The Misfits – The Misfits Box Set

The Misfits Box Set

The MisfitsThe Misfits Box Set Caroline CAR 7529-2 (1996)


The Misfits.  It’s almost iconic that TV sitcoms and movies are going to show the “rebel” or “delinquent” teenager/adolescent with a Misfits poster in his room, or wearing a Misfits T-shirt.  Yes, watch some old “Saved By the Bell” re-runs to confirm.  Watch David Cross’ cameo in the movie “Men In Black”.  The evidence is there.  For those reasons, I never bothered with The Misfits for a long time, despite the growing number of friends over the years who have loved them tremendously.  When I finally gave them a shot, since my wife had the box set, I could finally hear for myself what it was all about.  And now I love it.

There are three basic components to The Misfits’ sound.  They had the songs, they had the singer, and they had the gimmick.

The group’s debut single is a weird and highly forgettable slab of disco-inflected sleaze rock, with a bad recording of a good song on the B-side.  But they hadn’t found a guitarist yet.  Probably around the time they did find their guitarist, or in any event by around 1978-79, they seem to have written the bulk of their classic songs.  They went on to record and re-record these into the early 1980s, with only some of these recordings seeing proper release.  But the song were always there.  They were propulsive, with a strong sense of melody, and a lethargic, pseudo-lazy, slacker’s sense of rhythm.  Even when the lyrics were stupid or adolescent or both, the songwriting still provided great melodies.  The songs also frequently leaned toward catchy sing-along choruses, a good measure of the reason for the group’s continued cult following.

The songwriting might have been irrelevant had The Misfits not had a great singer in Glenn Danzig.  He was the main difference between The Misfits and so many other punk bands.  Other than Nina Hagen, perhaps no other punk singer had his control and range.  Danzig’s vocals are what allowed The Misfits to actually put into practice their developed sense of melody in a way few others could realize, even if they had the inclination.  So the undercurrents of 1960s East coast doo-wop revival are there in the recordings and are convincing enough as to make them easy to overlook.

The gimmick the band had was a fixation on horror movie themes.  The band logo kind of says it all.  Now, The Cramps certainly were also doing something similar.  But where The Cramps focused on divining the countercultural implications of late-night TV and monster movies (at least up through their early 80s record label feud), The Misfits focused on humoring a kind of comic-book horror aesthetic.  A small but noticeable difference.  Funny though, how those two bands that must have seemed the most trivial at the time have held up so much better than so many other gimmick-less punk bands of the day.  If nothing else, and even if you find no substance in the gimmick, the Misfits’ gimmick gave them a common cause to rally around, and tended to unify everything in their recordings.

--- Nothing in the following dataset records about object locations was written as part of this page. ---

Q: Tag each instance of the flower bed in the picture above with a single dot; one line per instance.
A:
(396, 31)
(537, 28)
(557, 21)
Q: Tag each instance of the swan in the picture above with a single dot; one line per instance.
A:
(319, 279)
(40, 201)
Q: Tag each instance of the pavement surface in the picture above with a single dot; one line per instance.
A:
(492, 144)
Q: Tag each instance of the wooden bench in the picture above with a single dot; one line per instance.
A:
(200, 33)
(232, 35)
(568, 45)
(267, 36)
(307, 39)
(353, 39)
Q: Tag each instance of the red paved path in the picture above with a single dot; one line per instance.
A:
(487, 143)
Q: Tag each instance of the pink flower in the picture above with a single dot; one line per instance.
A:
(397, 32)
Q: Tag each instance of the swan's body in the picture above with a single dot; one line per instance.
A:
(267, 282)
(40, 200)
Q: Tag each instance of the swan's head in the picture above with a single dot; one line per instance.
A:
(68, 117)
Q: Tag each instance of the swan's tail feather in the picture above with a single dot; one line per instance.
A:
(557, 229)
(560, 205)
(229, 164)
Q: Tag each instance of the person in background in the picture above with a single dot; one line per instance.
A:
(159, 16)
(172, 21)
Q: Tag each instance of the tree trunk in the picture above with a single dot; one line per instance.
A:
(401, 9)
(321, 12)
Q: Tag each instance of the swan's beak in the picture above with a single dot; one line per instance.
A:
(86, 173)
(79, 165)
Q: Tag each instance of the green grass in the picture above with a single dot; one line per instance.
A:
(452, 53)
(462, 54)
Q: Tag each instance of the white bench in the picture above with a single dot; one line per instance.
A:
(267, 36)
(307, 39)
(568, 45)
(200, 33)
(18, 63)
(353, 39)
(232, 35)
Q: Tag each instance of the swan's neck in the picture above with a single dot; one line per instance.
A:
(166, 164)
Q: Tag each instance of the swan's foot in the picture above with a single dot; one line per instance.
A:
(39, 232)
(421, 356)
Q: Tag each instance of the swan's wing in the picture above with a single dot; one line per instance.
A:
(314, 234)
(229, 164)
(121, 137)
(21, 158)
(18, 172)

As for everything else, the sound of The Misfits triggers associations with kind of the basic elements of punk.  Comparisons to The Damned, or any other notable punk band of the late-1970s makes for a fair characterization of the sounds The Misfits’ banged out of their instruments.  After they had exhausted recording their earliest compositions, the well sort-of ran dry, so-to-speak.  They only really wrote a few great songs into the 1980s.  It wasn’t long before their gimmick stopped being a joke, and they seemed to start making it a grave and serious matter.  By the time of the original group’s final full-length album, only their second, they had turned into a rather faceless, unremarkable punk-metal band (and Danzig went on to Samhain, who were that only much much worse).  What happened to drain them of their creativity and originality makes for a good question, and one that I can’t answer.  The group reformed with a series of often high-profile replacement members.  But who cares.  Fortunately, this Misfits Box Set is only about the original band.

Operating as an independent act, with their own record label, The Misfits had tremendous difficulties releasing material, though freedom from the constraints that go hand in hand with better distribution might have been necessary for them be what they were in the first place.  Despite a number of highly productive recording sessions in the 1970s, they didn’t release much of those recordings during their existence as a functional band.  And what they did manage to release was often the more inferior material, looked at in hindsight.  And so this box set is invaluable.  It’s all pretty damn good.  Listening to the whole thing straight through will find you listening to a lot of the same songs over and over again, but hey, even with a lot of repetition they are still good songs!

If you ask me, and if you’ve read this far you are asking (sort-of), the best Misfits recordings were scattered across singles, EPs, the first of their two albums, and vault-clearing compilations like this box set.  Some of the material released prior to this box set hides behind needless echo/reverb.  Some originally unreleased versions of songs benefit from punchier guitar, even if the vocals don’t jump out front-and-center.  And some songs just feel right at certain tempos.  The great thing with this box set is that you can pick the version of each song that feels right for you.  They are all right here (that is, except for the bulk of Walk Among Us which is the only Danzig-era material not on this box set).

If you hear a few Misfits songs and like them, go straight for this box set and save yourself all the trouble of attacking them piecemeal.